Plus récemment, en moins de dix
ans, la chirurgie de l’obésité (dite bariatrique) a
pris un essor important, répondant à des besoins qui iront croissants pendant
au moins les dix prochaines années. Une véritable équipe médico-chirurgicale
s’est constituée avec le Service du Pr. ZIEGLER.
Parmi les évolutions
technologiques majeures de ces toutes dernières années, il faut citer la prise
en charge des problèmes d’incontinence avec les remplacements sphinctériens
utilisant un muscle de la cuisse dynamisé par un stimulateur, le recours au
sphincter artificiel, puis aux techniques de neurostimulation, domaine du Pr. BRESLER.
Il faut enfin citer l’apparition de la chirurgie vidéoscopique avec assistance robotisée et la place toute particulière prise par Nancy dans ce domaine en acquérant un système DA VINCI implanté de façon originale dans une salle dédiée avec une application pluridisciplinaire concernant également la Chirurgie Cardiaque, l’Urologie, la Chirurgie cancérologique pelvienne.
Ces dernières années ont vu une
tentative de réorganisation partielle des filières médicales entre les deux
pôles hospitaliers définissant l’Hôpital Central comme le site d’accueil des
Urgences imposant de ce fait des déplacements d’activité de Chirurgie Générale,
mais également tendant à répartir sur les deux sites les urgences purement
digestives.
Le Service de Chirurgie Générale
et Urgences de l’Hôpital Central, après avoir perdu pendant quelques années
avec la montée du Pr.
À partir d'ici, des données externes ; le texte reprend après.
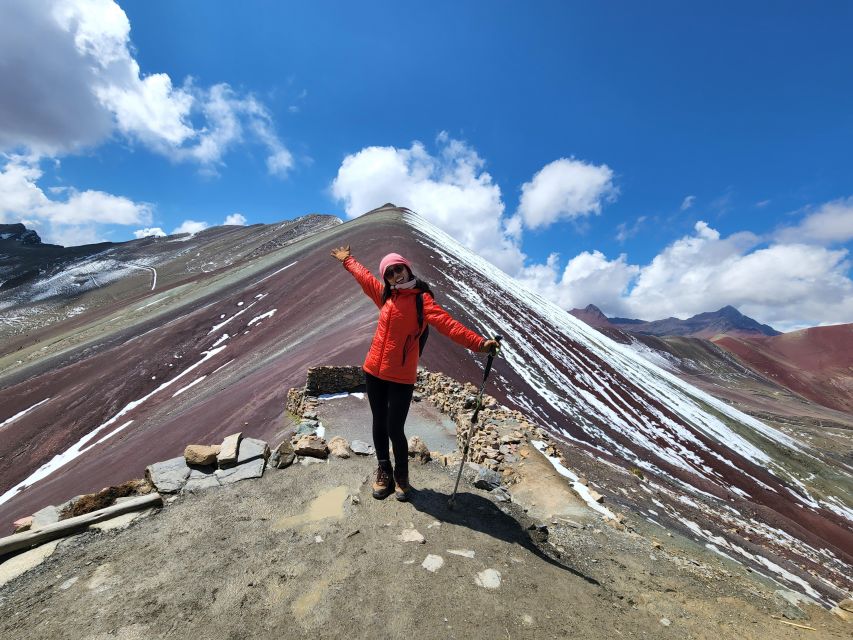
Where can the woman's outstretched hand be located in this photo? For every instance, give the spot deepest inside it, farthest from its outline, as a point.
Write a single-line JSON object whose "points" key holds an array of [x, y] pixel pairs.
{"points": [[490, 346], [341, 253]]}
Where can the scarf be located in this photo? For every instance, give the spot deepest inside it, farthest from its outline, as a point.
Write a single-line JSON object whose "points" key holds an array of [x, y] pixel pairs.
{"points": [[406, 285]]}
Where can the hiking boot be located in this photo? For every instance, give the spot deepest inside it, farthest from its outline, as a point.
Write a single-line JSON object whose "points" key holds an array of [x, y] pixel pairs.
{"points": [[383, 486], [403, 488]]}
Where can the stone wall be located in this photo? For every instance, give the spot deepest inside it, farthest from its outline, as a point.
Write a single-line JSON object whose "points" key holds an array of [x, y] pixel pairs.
{"points": [[497, 442]]}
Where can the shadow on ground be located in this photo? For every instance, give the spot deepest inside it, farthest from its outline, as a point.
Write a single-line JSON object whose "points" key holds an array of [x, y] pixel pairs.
{"points": [[480, 514]]}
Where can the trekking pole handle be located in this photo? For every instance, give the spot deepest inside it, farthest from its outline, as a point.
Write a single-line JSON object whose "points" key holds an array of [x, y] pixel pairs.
{"points": [[492, 355]]}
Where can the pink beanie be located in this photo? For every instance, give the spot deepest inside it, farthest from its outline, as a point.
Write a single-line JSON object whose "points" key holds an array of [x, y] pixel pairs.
{"points": [[392, 258]]}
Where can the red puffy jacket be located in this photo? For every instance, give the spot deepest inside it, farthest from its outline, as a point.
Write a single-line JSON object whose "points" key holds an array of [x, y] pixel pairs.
{"points": [[394, 353]]}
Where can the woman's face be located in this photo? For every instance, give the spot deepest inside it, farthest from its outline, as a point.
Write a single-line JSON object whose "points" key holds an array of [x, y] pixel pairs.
{"points": [[397, 274]]}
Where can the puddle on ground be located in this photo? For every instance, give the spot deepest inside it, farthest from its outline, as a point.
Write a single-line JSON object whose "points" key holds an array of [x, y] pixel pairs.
{"points": [[329, 504]]}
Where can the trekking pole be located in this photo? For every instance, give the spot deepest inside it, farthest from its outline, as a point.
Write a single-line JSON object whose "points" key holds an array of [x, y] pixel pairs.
{"points": [[477, 407]]}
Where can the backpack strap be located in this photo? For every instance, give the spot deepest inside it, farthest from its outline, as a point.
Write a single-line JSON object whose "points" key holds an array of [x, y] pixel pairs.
{"points": [[419, 305]]}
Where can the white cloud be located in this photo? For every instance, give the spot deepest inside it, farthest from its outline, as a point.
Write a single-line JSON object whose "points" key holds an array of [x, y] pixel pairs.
{"points": [[831, 223], [587, 278], [236, 219], [190, 226], [786, 285], [156, 232], [450, 189], [565, 189], [82, 82], [79, 217], [624, 232]]}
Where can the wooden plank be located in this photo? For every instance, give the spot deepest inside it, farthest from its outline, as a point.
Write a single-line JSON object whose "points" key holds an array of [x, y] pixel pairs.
{"points": [[72, 525]]}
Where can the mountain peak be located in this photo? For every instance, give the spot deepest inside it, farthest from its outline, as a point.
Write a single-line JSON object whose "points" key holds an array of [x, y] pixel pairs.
{"points": [[19, 233]]}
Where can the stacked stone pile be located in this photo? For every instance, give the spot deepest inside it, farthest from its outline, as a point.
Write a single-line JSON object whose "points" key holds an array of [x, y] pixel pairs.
{"points": [[303, 401], [497, 442], [500, 434]]}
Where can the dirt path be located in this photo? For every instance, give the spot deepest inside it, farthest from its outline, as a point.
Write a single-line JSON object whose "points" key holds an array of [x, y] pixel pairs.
{"points": [[307, 552]]}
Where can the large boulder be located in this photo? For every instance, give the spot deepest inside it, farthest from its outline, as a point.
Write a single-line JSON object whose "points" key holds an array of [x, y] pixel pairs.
{"points": [[311, 446], [45, 516], [201, 455], [361, 448], [251, 449], [168, 476]]}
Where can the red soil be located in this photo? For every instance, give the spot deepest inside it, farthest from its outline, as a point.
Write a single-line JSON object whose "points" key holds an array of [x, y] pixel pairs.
{"points": [[816, 363]]}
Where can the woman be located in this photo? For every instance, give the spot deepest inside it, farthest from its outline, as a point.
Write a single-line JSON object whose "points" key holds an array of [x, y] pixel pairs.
{"points": [[391, 366]]}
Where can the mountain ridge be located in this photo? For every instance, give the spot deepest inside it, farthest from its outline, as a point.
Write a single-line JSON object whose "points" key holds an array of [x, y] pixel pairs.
{"points": [[253, 327], [726, 320]]}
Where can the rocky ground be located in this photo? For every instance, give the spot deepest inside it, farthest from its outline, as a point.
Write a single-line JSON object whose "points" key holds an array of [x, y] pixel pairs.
{"points": [[307, 551]]}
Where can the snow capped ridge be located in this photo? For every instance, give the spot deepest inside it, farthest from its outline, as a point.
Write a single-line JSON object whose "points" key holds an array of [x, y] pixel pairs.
{"points": [[602, 397]]}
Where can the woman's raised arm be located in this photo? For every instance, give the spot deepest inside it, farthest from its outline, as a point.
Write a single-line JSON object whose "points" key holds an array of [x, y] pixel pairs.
{"points": [[369, 284]]}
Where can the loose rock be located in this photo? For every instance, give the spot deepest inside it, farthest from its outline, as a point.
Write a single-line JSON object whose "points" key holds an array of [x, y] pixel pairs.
{"points": [[252, 469], [201, 455], [168, 476], [311, 446], [361, 448], [487, 479], [283, 456], [251, 449], [488, 579], [228, 450], [411, 535], [339, 447], [418, 449], [23, 524], [433, 563]]}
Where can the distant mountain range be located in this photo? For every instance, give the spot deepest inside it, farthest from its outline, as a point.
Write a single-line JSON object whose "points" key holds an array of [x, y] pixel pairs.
{"points": [[116, 360], [727, 320]]}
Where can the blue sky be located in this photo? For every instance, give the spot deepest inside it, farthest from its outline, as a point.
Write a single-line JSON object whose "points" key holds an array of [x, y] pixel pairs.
{"points": [[655, 159]]}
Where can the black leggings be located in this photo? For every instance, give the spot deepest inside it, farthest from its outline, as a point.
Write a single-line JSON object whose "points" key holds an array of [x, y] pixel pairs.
{"points": [[389, 402]]}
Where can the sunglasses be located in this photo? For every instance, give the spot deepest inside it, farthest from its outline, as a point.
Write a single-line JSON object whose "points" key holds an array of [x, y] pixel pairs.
{"points": [[394, 269]]}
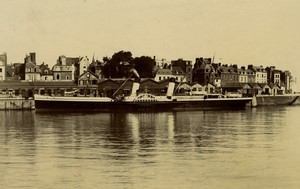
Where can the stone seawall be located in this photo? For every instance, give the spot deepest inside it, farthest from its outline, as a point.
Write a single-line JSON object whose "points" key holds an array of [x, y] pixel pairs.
{"points": [[16, 104]]}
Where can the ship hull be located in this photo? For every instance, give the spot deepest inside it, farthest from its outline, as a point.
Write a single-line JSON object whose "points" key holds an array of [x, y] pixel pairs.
{"points": [[98, 104]]}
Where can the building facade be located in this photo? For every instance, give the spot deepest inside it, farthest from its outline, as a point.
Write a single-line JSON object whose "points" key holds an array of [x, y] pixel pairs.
{"points": [[3, 63]]}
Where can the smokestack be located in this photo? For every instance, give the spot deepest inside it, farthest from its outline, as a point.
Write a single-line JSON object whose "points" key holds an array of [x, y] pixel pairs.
{"points": [[171, 87], [135, 87]]}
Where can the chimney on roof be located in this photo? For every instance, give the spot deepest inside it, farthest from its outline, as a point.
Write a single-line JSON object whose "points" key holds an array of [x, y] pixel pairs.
{"points": [[32, 57], [63, 60]]}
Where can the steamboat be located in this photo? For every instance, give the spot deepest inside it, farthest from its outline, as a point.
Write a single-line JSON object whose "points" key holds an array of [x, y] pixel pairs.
{"points": [[140, 102]]}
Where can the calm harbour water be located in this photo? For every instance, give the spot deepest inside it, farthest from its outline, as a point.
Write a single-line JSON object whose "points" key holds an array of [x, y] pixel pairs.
{"points": [[251, 148]]}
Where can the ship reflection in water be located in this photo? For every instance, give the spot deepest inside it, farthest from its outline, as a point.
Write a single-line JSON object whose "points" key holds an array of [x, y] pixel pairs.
{"points": [[252, 148]]}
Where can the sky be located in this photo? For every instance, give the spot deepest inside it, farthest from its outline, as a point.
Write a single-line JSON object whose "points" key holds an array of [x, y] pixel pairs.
{"points": [[242, 32]]}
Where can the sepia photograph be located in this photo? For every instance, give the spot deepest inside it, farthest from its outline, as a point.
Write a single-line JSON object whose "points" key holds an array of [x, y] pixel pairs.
{"points": [[149, 94]]}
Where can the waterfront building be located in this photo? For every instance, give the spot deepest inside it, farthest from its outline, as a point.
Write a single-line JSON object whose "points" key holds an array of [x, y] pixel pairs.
{"points": [[83, 64], [46, 73], [204, 71], [186, 66], [250, 75], [64, 69], [243, 76], [32, 71], [228, 75], [178, 74], [163, 74], [3, 63], [260, 74]]}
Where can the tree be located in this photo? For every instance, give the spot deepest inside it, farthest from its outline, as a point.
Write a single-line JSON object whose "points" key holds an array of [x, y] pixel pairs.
{"points": [[118, 65], [144, 66]]}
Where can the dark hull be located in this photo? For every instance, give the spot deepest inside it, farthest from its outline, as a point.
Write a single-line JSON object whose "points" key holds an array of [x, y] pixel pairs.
{"points": [[42, 105]]}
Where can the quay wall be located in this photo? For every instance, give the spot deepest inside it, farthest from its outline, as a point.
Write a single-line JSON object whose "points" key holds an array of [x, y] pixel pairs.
{"points": [[16, 104]]}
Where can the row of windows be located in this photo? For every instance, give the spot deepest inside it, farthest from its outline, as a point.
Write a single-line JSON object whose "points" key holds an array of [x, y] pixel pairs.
{"points": [[262, 75], [167, 77], [59, 77]]}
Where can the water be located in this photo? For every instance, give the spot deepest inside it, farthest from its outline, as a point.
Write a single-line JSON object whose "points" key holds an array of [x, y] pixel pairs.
{"points": [[252, 148]]}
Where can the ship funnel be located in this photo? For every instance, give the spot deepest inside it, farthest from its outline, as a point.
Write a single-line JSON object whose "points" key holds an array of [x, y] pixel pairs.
{"points": [[171, 87], [135, 87]]}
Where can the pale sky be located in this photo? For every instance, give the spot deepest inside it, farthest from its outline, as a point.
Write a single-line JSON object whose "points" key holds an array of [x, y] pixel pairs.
{"points": [[258, 32]]}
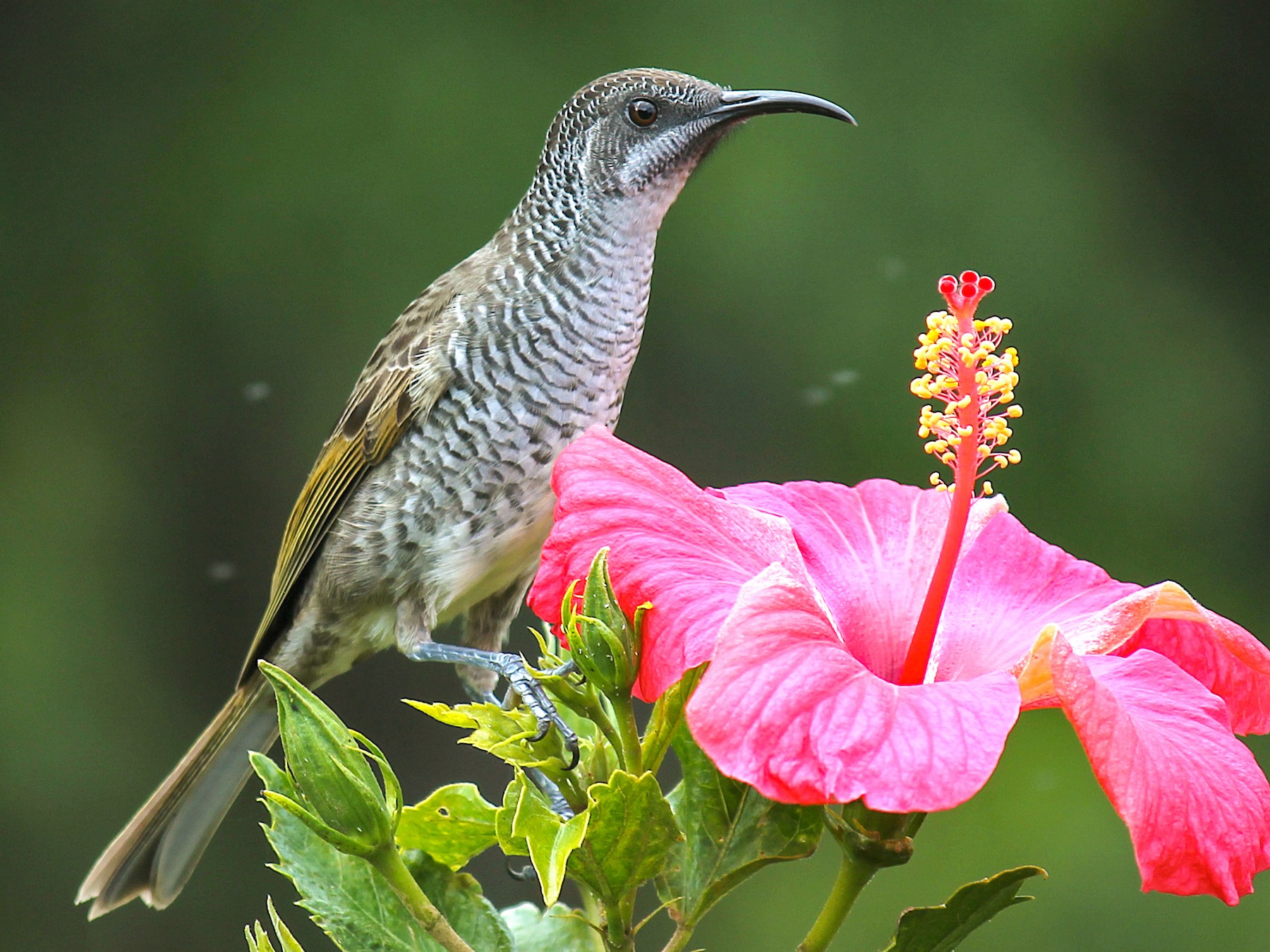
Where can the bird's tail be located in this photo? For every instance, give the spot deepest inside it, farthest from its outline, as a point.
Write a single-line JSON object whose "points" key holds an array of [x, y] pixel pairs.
{"points": [[159, 848]]}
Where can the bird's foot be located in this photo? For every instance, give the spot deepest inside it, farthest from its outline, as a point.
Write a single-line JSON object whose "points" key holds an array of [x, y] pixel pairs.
{"points": [[524, 685]]}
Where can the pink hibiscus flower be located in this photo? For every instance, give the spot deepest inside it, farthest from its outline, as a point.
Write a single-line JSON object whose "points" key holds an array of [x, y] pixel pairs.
{"points": [[878, 642]]}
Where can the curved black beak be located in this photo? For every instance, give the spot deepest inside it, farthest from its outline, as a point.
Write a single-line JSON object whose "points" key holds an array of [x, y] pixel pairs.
{"points": [[743, 103]]}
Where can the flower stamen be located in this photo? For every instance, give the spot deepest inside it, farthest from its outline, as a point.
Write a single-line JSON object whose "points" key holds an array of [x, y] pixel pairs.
{"points": [[976, 385]]}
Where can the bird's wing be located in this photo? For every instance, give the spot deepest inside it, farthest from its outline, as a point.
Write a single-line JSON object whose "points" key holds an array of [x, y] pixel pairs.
{"points": [[406, 377]]}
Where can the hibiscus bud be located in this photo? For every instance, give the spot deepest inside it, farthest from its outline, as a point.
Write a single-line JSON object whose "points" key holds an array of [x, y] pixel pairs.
{"points": [[603, 642], [343, 802]]}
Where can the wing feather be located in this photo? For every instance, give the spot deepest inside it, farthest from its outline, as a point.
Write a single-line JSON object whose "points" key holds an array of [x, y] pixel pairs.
{"points": [[395, 390]]}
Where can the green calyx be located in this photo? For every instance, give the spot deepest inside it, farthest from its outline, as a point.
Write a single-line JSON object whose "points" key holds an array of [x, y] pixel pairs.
{"points": [[603, 641], [342, 800]]}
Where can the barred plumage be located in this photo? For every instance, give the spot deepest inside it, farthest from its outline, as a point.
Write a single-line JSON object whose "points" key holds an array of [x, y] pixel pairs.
{"points": [[432, 498]]}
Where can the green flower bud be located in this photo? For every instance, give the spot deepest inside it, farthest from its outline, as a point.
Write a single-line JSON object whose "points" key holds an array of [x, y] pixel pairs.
{"points": [[603, 639], [343, 801]]}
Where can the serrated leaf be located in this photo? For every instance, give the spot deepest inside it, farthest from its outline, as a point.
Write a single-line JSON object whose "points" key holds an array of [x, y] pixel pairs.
{"points": [[943, 928], [285, 937], [452, 825], [355, 905], [549, 838], [511, 844], [504, 734], [630, 831], [558, 929], [260, 939], [730, 833]]}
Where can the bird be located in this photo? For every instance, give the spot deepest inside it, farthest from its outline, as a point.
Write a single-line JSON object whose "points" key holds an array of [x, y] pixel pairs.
{"points": [[431, 500]]}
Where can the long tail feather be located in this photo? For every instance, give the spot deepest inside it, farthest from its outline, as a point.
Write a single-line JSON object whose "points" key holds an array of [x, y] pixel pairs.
{"points": [[157, 852]]}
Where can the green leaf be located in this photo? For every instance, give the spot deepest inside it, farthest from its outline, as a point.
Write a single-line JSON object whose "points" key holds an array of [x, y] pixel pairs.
{"points": [[353, 904], [330, 769], [452, 825], [285, 937], [630, 831], [258, 941], [504, 734], [943, 928], [549, 838], [730, 833], [558, 929]]}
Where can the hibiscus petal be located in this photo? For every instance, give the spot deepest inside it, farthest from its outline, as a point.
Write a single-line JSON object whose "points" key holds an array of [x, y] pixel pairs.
{"points": [[684, 549], [870, 549], [1195, 802], [1009, 585], [787, 709], [1163, 618], [1214, 651]]}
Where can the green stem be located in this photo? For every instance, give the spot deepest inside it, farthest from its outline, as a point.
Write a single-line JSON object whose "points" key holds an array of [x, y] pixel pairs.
{"points": [[667, 717], [630, 754], [679, 939], [389, 862], [854, 875]]}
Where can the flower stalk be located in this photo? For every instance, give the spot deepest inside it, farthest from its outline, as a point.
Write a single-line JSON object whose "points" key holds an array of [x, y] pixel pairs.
{"points": [[387, 861]]}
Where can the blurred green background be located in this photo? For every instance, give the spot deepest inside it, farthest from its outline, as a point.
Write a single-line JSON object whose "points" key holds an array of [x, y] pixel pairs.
{"points": [[211, 212]]}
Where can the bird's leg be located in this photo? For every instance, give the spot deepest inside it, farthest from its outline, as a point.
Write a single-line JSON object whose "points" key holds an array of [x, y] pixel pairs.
{"points": [[485, 629], [480, 665]]}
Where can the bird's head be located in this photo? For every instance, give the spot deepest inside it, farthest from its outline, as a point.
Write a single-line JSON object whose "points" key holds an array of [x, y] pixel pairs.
{"points": [[643, 131]]}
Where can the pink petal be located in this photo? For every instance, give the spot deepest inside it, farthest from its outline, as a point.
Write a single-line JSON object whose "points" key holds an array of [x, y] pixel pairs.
{"points": [[1195, 802], [870, 550], [1213, 650], [785, 707], [1008, 586], [685, 550]]}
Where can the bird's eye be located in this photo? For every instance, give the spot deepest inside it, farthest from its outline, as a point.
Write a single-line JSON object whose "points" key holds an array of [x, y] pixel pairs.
{"points": [[641, 112]]}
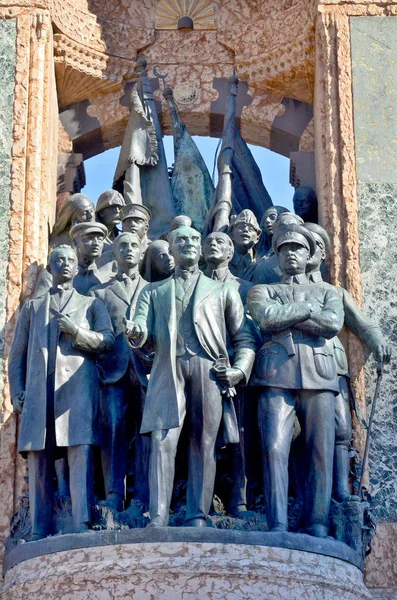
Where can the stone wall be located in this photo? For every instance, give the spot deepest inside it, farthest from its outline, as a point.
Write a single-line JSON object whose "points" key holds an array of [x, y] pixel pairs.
{"points": [[374, 59], [7, 74]]}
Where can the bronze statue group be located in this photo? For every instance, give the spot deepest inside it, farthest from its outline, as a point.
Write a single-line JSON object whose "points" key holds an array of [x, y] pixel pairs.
{"points": [[129, 340]]}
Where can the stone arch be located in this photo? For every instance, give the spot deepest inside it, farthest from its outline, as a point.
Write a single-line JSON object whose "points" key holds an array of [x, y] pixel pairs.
{"points": [[169, 13]]}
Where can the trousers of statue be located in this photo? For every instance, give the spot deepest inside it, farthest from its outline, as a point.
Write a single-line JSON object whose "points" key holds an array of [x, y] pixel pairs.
{"points": [[202, 409], [121, 402], [41, 486], [343, 435], [315, 411]]}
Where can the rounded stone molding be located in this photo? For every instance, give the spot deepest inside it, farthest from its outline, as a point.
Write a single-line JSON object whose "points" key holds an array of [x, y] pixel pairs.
{"points": [[179, 570], [173, 563]]}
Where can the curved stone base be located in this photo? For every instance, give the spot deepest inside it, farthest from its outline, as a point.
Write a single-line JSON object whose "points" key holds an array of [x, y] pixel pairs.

BORRELLY à Brabois une part importante de l’activité
thoracique et s’être concentré sur la Chirurgie Général d’Urgence, a repris
l’activité thoracique et répond aux urgences de chirurgie générale regroupées
sur le site de Central sous la direction du Pr. Gilles GROSDIDIER, avec lequel
le Service de Chirurgie Digestive et Générale entretient des relations
constantes.
En 2004, le Dr Laurent BRUNAUD
est nommé Professeur des Universités, affecté dans le Service au terme d’une
longue formation qui l’a conduit en particulier à un séjour d’un an dans l’un
des plus grands Services de Chirurgie endocrinienne à San
Francisco.
L’année 2005 vit l’application
des nouvelles réformes hospitalières, avec en particulier la création des Pôles
d’Activités. Le Service de Chirurgie Digestive et Générale devient partie
intégrante du Pôle dit « Uro-Néphro-Digestif »
regroupant les quatre Services d’Urologie, Néphrologie, Hépato-Gastro-Entérologie
et Chirurgie Digestive et Générale.
Durant les trente huit années
écoulées depuis son individualisation, le Service de Chirurgie Digestive et
Générale a formé la quasi-totalité des chirurgiens généraux et digestifs
lorrains issus de l’Internat et marqué toutes les étapes de l’évolution
chirurgicale. La relève est assurée, mais l’avenir dira le retentissement de
l’évolution générale de la Société et plus particulièrement des réformes
hospitalières, et de la démographie médicale sur cette Ecole Chirurgicale.